Shirley Hughes writes in the introduction to her 2019 picture book adaptation that my naughty little sister is ‘not so very naughty really, so much as extremely determined to get what she wants.’ As this story climaxes with the child biting the hand of Father Christmas after he has given her the doll that she wants, I would argue that naughty probably is the right adjective here.
‘My naughty little sister was very pleased when Christmas began to draw near, because she liked all the excitement of the plum-puddings and the turkeys, and the crackers and the holly, and all the Christmassy looking shops, but there was one very awful thing about her – she didn’t like to think about Father Christmas at all – she said he was a horrid old man!’
I wonder if many small children feel like this about the furtive arrival in their bedrooms of a bearded stranger in a tatty red coat and furs?
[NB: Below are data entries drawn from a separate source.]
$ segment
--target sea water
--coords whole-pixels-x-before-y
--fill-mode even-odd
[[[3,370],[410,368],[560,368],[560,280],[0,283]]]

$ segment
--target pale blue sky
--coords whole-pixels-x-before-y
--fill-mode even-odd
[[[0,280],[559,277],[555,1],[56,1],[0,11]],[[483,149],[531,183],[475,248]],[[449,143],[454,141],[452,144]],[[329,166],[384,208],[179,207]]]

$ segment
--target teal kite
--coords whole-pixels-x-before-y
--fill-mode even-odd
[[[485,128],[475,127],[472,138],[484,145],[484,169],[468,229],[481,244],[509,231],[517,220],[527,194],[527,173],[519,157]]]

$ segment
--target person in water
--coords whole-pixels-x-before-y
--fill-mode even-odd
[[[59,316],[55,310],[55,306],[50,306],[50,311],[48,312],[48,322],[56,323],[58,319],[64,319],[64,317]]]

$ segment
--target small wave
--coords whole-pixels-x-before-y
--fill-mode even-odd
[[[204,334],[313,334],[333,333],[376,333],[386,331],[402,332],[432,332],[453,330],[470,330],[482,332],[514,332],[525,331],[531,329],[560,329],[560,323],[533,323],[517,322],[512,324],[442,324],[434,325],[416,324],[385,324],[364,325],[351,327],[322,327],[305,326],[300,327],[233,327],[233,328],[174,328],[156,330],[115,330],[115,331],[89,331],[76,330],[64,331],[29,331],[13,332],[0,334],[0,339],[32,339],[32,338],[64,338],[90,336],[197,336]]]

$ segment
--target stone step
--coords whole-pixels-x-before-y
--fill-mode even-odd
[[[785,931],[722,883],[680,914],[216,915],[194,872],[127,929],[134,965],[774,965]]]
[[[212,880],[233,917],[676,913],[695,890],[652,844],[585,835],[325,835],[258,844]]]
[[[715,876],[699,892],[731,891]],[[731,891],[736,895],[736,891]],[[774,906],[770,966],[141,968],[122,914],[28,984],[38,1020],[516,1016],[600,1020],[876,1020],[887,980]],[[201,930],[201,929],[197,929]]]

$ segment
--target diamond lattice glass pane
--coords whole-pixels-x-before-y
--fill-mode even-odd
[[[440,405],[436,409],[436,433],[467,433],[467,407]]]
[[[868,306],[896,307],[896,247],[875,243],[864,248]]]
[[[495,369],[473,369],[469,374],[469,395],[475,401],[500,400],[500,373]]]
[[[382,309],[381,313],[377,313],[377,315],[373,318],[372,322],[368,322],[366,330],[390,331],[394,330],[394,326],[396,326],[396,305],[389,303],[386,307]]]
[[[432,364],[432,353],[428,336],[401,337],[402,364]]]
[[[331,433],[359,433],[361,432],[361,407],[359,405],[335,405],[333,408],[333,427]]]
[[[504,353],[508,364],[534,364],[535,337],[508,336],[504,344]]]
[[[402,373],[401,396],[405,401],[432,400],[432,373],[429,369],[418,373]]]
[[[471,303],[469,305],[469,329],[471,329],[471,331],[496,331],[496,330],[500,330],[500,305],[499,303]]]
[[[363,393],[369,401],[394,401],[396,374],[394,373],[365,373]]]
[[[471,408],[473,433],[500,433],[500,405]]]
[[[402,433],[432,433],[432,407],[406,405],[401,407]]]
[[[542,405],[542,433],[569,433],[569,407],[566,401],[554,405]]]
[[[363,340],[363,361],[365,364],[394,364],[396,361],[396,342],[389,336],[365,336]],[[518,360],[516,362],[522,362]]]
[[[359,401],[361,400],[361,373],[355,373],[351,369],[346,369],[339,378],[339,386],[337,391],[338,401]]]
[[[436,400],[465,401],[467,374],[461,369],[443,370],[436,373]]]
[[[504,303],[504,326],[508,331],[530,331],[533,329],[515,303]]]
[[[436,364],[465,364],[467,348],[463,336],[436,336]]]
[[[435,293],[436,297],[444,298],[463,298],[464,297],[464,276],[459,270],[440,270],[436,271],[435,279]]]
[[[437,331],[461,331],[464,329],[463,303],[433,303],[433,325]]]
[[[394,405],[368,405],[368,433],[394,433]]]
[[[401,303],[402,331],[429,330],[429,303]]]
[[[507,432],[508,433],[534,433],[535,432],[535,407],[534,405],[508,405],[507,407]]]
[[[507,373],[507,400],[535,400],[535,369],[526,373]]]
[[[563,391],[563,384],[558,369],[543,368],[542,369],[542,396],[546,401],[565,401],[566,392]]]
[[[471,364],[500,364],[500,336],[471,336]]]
Perhaps it is understandable that she is not keen on meeting this ‘Father Christmas Man’ when he visits her elder sister’s school.
‘But my naughty little sister did want to go, very much, so she said, “I will go, and when the horrid Father Christmas Man comes in, I will close my eyes.”‘
This plan goes awry as My Naughty Little Sister is distracted by the promise of presents and quite forgets about the Father Christmas Man’s arrival. Shirley Hughes’s original illustration from the late 1960s goes some way to explaining the extreme reaction that follows. Compared to the kinder, softer picture book remake (top) he looks a rather severe guardian of the tree and its present lined boughs. But with her eyes set firmly on the prize, she decides to face her fears.
‘I don’t like that horrid old beardy man, but I do like that nice doll.’
‘So, my naughty little sister got up without being asked to, and she went right out to the front where Father Christmas Man was standing, and she said, ‘That doll, please.’
The final score is My Naughty Little Sister 1 – 0 Father Christmas Man. Although she appears to mellow in the aftermath of the biting incident, our heroine gets what she wants in the end. You can almost hear the conspiratorial humour in Dorothy Edwards’ voice as she asks readers whether they can think of ‘anything more dreadful’. Shirley Hughes spent time with the author and remembers her like this.
‘There was nothing cosy about her wit or her acute powers of observation. She was very funny, full of salty inconsequential remarks, a born raconteur. She told me memorable anecdotes about her childhood. She, of course, was the Naughty Little Sister.’